11-09-2012 04:14 PM
If Y is regressed on X1 only, R-square is 0.72 and the X1's coefficient is significant.
If Y is regressed on X2 only, R-square is 0.002 and the X2's cofficient is NOT significant.
If Y is regressed on X1 and X2, R-square is 0.76 and the coefficients of both X1 and X2 are significant.
1. Why X2 becomes significant when it is combined with X1? Is there a more intuitive explanation for this?
2. Should I use X2 in the final model?
11-09-2012 04:28 PM
1) One scenario is that Y is highly correlated with X1, and that X2 and Y are nearly orthogonal. That would mean that X1 explains Y very well, but X2 does not. However, after you fit Y to X1, it might be that the RESIDUALS are predicted by X2!

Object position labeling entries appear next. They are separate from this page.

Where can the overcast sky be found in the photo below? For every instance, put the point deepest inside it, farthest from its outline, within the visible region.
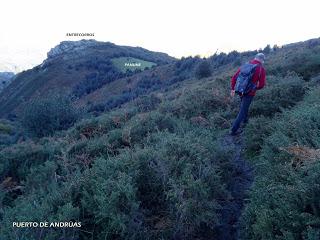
(178, 27)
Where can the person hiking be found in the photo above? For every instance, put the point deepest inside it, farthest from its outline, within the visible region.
(247, 80)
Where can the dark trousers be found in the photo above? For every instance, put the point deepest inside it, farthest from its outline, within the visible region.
(243, 113)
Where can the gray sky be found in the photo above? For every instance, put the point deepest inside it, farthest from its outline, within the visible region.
(178, 27)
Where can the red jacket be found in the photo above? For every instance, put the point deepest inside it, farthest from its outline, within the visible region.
(259, 78)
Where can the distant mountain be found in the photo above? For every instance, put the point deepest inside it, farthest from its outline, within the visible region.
(79, 68)
(5, 79)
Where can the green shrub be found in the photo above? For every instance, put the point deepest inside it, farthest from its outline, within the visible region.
(285, 197)
(143, 124)
(203, 69)
(43, 116)
(278, 94)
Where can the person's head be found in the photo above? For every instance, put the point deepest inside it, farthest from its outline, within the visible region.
(260, 57)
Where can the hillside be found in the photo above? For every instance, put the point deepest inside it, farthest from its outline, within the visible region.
(75, 68)
(151, 157)
(5, 79)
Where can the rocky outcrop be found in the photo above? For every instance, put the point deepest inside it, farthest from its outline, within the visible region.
(70, 46)
(5, 79)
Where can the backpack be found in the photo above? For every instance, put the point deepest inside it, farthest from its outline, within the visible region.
(243, 83)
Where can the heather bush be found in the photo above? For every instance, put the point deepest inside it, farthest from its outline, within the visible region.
(284, 205)
(43, 116)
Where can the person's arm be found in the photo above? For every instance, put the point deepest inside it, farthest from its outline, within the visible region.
(234, 79)
(233, 83)
(262, 80)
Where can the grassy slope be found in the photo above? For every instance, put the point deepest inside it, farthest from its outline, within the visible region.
(63, 75)
(122, 63)
(125, 141)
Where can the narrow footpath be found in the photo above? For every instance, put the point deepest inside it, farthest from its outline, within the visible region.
(241, 181)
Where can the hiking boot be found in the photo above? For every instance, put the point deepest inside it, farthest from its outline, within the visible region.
(237, 133)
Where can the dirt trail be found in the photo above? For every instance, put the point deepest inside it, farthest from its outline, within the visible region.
(241, 180)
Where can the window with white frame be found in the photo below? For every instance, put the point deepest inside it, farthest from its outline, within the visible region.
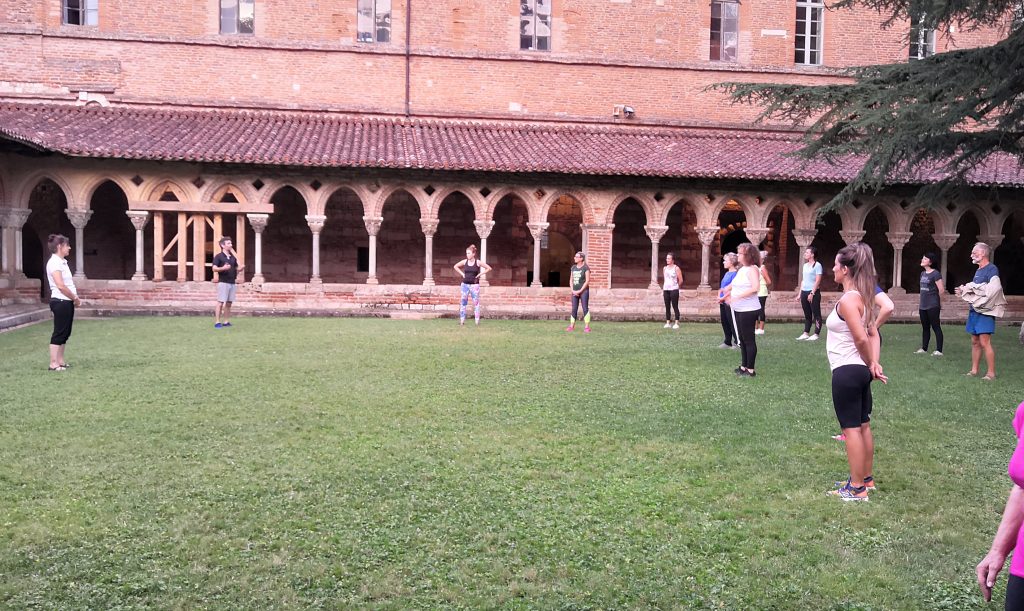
(810, 17)
(373, 19)
(922, 40)
(724, 31)
(238, 16)
(535, 25)
(80, 12)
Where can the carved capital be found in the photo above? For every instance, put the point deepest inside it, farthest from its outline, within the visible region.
(429, 226)
(804, 237)
(655, 232)
(138, 218)
(538, 229)
(852, 235)
(707, 234)
(315, 222)
(373, 224)
(483, 228)
(78, 218)
(898, 238)
(945, 241)
(258, 221)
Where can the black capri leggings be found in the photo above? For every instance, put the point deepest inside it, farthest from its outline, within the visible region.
(812, 311)
(64, 317)
(930, 322)
(748, 343)
(671, 300)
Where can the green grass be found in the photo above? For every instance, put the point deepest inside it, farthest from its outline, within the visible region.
(395, 465)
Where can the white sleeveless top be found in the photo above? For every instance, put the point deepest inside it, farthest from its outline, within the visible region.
(840, 346)
(671, 281)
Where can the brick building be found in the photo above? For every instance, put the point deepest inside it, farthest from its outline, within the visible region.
(353, 148)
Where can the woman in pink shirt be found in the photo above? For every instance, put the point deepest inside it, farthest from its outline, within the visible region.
(1009, 535)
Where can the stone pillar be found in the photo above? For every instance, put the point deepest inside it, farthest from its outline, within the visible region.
(537, 230)
(852, 235)
(655, 232)
(373, 224)
(315, 223)
(707, 236)
(483, 229)
(258, 223)
(138, 219)
(79, 218)
(429, 227)
(944, 242)
(898, 239)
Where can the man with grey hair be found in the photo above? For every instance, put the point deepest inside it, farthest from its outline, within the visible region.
(985, 297)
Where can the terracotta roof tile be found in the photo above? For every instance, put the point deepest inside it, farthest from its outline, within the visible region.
(308, 139)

2) I'll let others discuss whether you should include X2. You should probably look at the adjusted R-square to see if there is incremental value in choosing the more complicated model.
11-09-2012 04:54 PM
The fitted model using X1 and X2 is
Y = 0.5 + 1.2*X1 + 1.1*X2 + e
This equation tells me that if I increase one unit in X2 while X1 remains constant, Y will increase 1.1. Is this a wrong conclusion given that when Y is regressed on X1 only, X1 is not significant?
11-09-2012 08:28 PM
It could be that not all regressions are performed on the same data. What is the pattern of missing values in X1 and X2, i.e. what are the Ns of the three regressions? - PG
11-24-2012 11:13 AM
Read about the phenomenon called "suppression". One article that describes it is the following:
Lynn HS. Suppression and confounding in action. The American Statistician 2003 Feb;57(1):58-61.